Liberzon receives two NSF grants for hybrid systems research
Elise King, Coordinated Science Lab
- ECE Professor Daniel Liberzon recently won two research grants from the National Science Foundation.
- One grant focuses on the analysis of hybrid systems to develop new results in stability and robustness.
- The second grant will support research in controlling these hybrid systems, which can lead to better security.
ECE Professor Daniel M. Liberzon recently won two, 3-year research grants from the National Science Foundation, both related to hybrid systems.
One grant, which is about $240,000, is titled “Hybrid Small-Gain Theorems for Nonlinear Networked and Quantized Control Systems” and will focus on analyzing hybrid systems. The other grant, approximately $280,000, is titled “Limited-Information Control of Hybrid Systems via Reachable Set Propagation” and will focus on developing a novel method for controlling hybrid systems that have limited information.
Although the timing of both grants is coincidental, “they’re related because once you know how to build a system and analyze it, that of course is related to controlling the system,” said Liberzon, a researcher in the Coordinated Science Lab’s Decision and Control group.
A hybrid system is a dynamical system that combines two types of elements: continuous dynamics and discrete events. A car, for example, is a hybrid system because when a person is driving it, the wheels rotate continuously and the car travels on a continuous trajectory, but at the same time, there are pistons firing in the engine and gears shifting at discrete times.
Liberzon’s first grant focuses on the analysis of hybrid systems—in particular, building large interconnected systems from small components and analyzing the resulting large system. For this research, Liberzon will use specific tools such as small-gains theorems to analyze the systems; the main goal behind this research will be to develop new results in stability and robustness.
The second grant deals with controlling such systems.
“When I have a hybrid system I want to induce certain desired behavior,” Liberzon explains. However, sometimes the controller of the system “only has some very rough knowledge of what the system is doing, what state the system is in.”
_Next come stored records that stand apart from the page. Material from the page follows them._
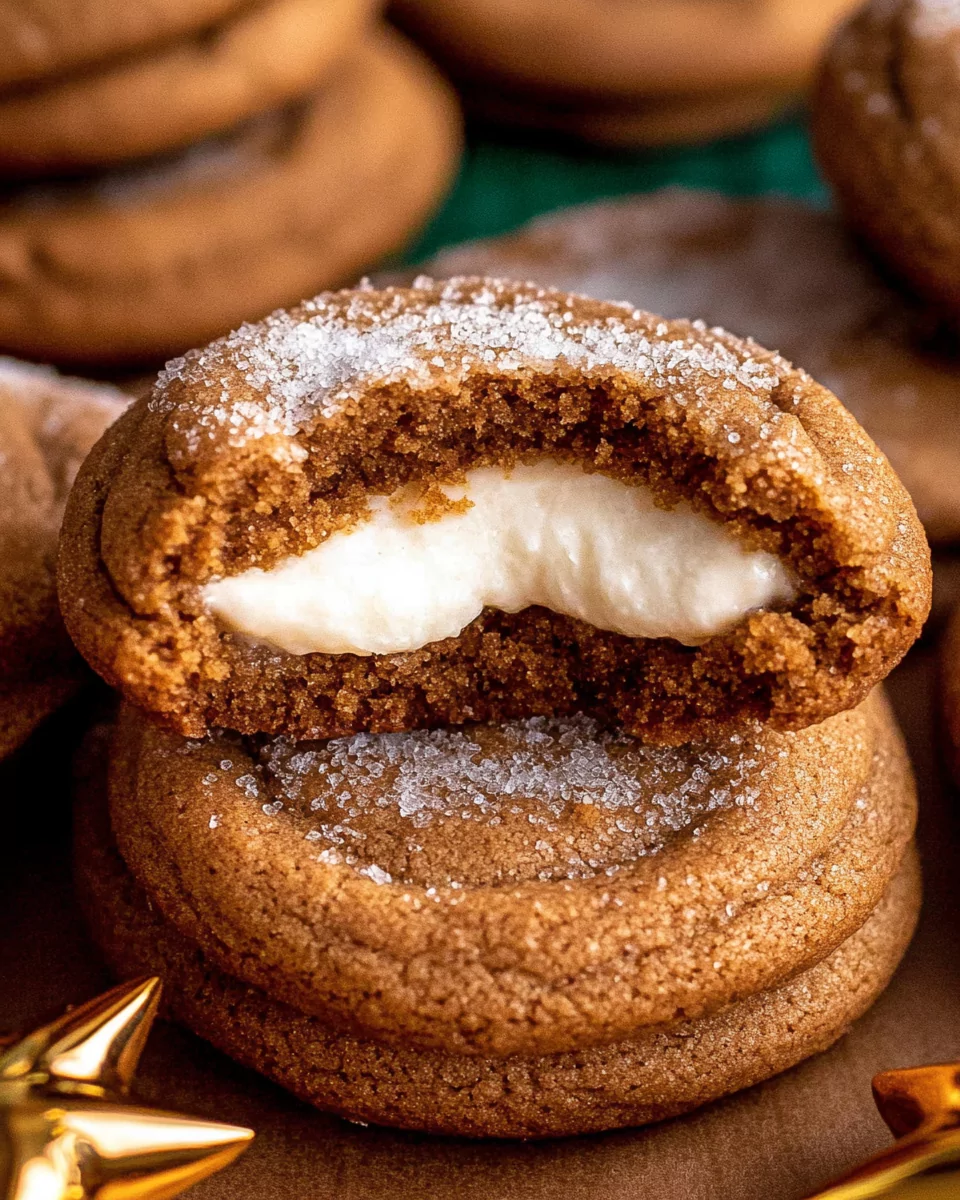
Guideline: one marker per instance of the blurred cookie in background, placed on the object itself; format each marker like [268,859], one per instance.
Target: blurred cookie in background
[651,121]
[143,262]
[775,270]
[48,425]
[621,73]
[256,59]
[887,132]
[47,37]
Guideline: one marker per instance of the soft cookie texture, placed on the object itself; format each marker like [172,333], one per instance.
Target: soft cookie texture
[48,425]
[949,681]
[648,121]
[144,262]
[887,130]
[629,75]
[275,438]
[539,887]
[783,273]
[259,58]
[565,47]
[45,37]
[655,1074]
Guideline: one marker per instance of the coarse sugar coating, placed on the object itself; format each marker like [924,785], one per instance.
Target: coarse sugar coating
[652,1075]
[887,131]
[529,888]
[273,439]
[785,273]
[48,425]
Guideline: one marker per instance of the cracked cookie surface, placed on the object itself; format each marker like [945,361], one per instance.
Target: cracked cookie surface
[267,443]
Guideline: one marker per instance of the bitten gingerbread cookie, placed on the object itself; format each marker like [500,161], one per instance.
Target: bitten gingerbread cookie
[886,127]
[48,425]
[258,58]
[144,262]
[783,273]
[484,930]
[481,501]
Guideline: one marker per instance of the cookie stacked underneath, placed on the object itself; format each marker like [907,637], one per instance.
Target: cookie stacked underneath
[167,174]
[502,750]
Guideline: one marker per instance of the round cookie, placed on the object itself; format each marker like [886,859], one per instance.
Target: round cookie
[253,453]
[47,37]
[571,47]
[653,121]
[657,1074]
[887,135]
[145,262]
[49,424]
[779,271]
[257,59]
[529,888]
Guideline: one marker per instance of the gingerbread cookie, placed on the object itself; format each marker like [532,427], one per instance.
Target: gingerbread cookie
[145,262]
[48,425]
[259,58]
[653,121]
[406,508]
[652,1075]
[886,127]
[531,888]
[949,682]
[47,37]
[777,270]
[664,47]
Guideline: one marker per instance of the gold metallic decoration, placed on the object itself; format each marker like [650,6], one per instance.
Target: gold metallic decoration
[67,1132]
[922,1107]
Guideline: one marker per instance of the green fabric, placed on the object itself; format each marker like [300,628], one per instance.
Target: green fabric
[504,184]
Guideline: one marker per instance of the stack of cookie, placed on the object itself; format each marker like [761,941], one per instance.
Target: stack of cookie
[174,171]
[624,75]
[501,749]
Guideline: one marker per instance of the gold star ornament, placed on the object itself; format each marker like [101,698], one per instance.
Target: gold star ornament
[922,1107]
[69,1133]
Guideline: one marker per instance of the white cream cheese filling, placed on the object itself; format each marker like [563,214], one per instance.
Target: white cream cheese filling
[550,534]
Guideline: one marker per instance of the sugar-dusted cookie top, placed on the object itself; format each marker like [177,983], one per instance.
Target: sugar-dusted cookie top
[787,274]
[534,887]
[477,499]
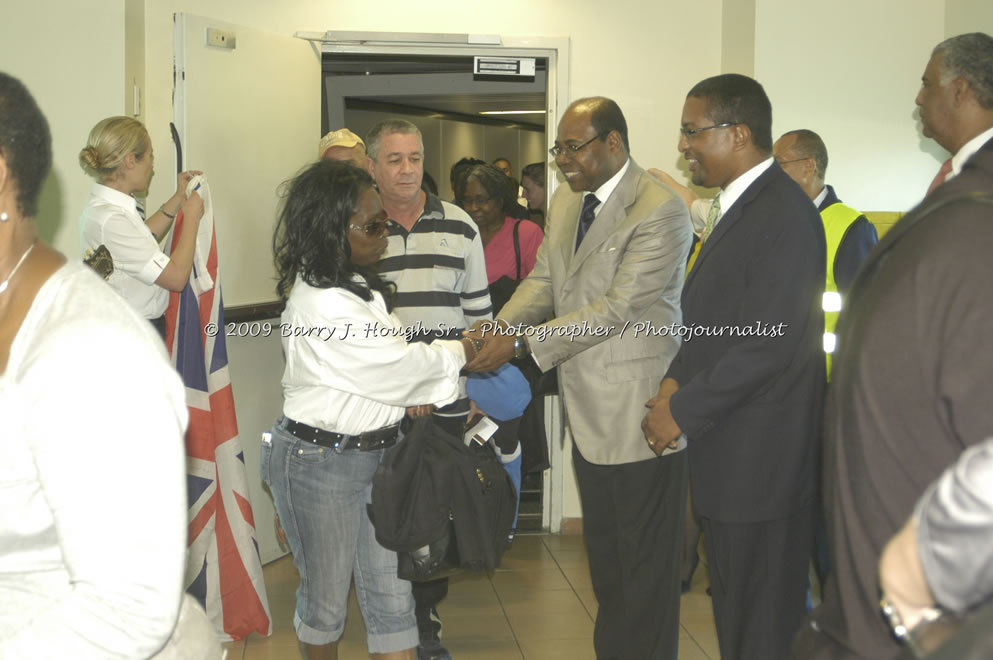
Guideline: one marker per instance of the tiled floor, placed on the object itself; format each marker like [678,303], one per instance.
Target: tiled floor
[538,605]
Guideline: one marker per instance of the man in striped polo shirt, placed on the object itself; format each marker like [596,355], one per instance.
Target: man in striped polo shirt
[435,258]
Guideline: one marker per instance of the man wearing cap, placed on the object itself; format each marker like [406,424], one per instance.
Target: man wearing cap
[343,145]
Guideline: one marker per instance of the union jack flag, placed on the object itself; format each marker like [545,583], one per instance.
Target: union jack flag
[223,569]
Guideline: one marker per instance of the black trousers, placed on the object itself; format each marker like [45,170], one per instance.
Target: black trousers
[758,583]
[633,518]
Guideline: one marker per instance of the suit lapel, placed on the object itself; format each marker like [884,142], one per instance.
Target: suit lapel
[611,214]
[730,218]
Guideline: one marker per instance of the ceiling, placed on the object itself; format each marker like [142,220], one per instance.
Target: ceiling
[465,104]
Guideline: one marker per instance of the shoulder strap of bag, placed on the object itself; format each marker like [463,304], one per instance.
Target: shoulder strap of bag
[517,247]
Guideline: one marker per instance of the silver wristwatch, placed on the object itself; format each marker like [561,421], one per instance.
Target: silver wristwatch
[521,348]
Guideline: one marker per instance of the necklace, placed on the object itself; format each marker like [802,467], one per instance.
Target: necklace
[3,285]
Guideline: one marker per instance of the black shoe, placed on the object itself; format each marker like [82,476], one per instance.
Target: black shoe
[432,649]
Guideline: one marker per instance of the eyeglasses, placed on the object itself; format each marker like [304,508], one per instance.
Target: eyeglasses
[475,201]
[373,228]
[691,132]
[572,149]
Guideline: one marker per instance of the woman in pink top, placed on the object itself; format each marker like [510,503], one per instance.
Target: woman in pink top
[488,195]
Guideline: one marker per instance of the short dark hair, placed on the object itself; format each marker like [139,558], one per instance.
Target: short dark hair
[971,57]
[497,185]
[460,168]
[810,145]
[25,142]
[389,127]
[311,236]
[605,116]
[535,172]
[738,99]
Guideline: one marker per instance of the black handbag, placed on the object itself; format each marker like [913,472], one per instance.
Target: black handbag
[441,506]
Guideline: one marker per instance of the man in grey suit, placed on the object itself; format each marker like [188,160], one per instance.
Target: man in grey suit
[609,273]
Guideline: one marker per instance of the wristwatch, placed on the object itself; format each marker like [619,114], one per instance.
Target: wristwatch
[935,627]
[521,348]
[893,618]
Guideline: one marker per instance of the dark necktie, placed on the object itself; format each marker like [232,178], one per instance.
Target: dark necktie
[940,177]
[590,202]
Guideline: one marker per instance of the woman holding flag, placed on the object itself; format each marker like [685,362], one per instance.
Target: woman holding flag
[119,157]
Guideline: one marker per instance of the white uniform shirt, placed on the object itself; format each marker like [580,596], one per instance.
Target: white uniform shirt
[111,218]
[349,368]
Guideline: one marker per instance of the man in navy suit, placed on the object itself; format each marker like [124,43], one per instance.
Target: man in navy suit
[747,385]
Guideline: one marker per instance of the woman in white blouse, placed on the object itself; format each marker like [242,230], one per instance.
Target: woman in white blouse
[92,541]
[350,377]
[119,156]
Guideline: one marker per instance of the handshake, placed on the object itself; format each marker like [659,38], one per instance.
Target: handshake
[493,344]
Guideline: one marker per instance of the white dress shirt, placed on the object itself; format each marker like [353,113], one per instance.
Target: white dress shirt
[967,151]
[349,368]
[730,194]
[110,218]
[607,189]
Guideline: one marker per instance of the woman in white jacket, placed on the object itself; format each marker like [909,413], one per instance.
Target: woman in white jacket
[350,377]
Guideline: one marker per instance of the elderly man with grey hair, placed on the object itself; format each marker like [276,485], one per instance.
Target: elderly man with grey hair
[910,388]
[956,99]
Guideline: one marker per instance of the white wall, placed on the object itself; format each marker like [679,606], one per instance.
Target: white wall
[851,73]
[968,16]
[71,57]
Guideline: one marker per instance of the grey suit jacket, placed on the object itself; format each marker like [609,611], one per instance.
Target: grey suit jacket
[611,303]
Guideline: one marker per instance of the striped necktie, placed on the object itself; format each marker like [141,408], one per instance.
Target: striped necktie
[590,202]
[940,177]
[712,215]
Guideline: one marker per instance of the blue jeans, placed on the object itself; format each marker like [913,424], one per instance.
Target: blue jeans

But, it is more feasible to induce the desired behavior based off of this limited knowledge because it takes less communication between the process and the controller to find a rough answer as opposed to finding out exact quantities, Liberzon said.
“If you can act on more limited information you can do it more efficiently for a larger network of systems,” said, Liberzon.
Better control of these hybrid systems can also improve security. If a controller can use limited knowledge, then the system will not have to reveal important information, such as its exact position. This will be the first time that the research topics of hybrid systems and control with limited information will be brought together.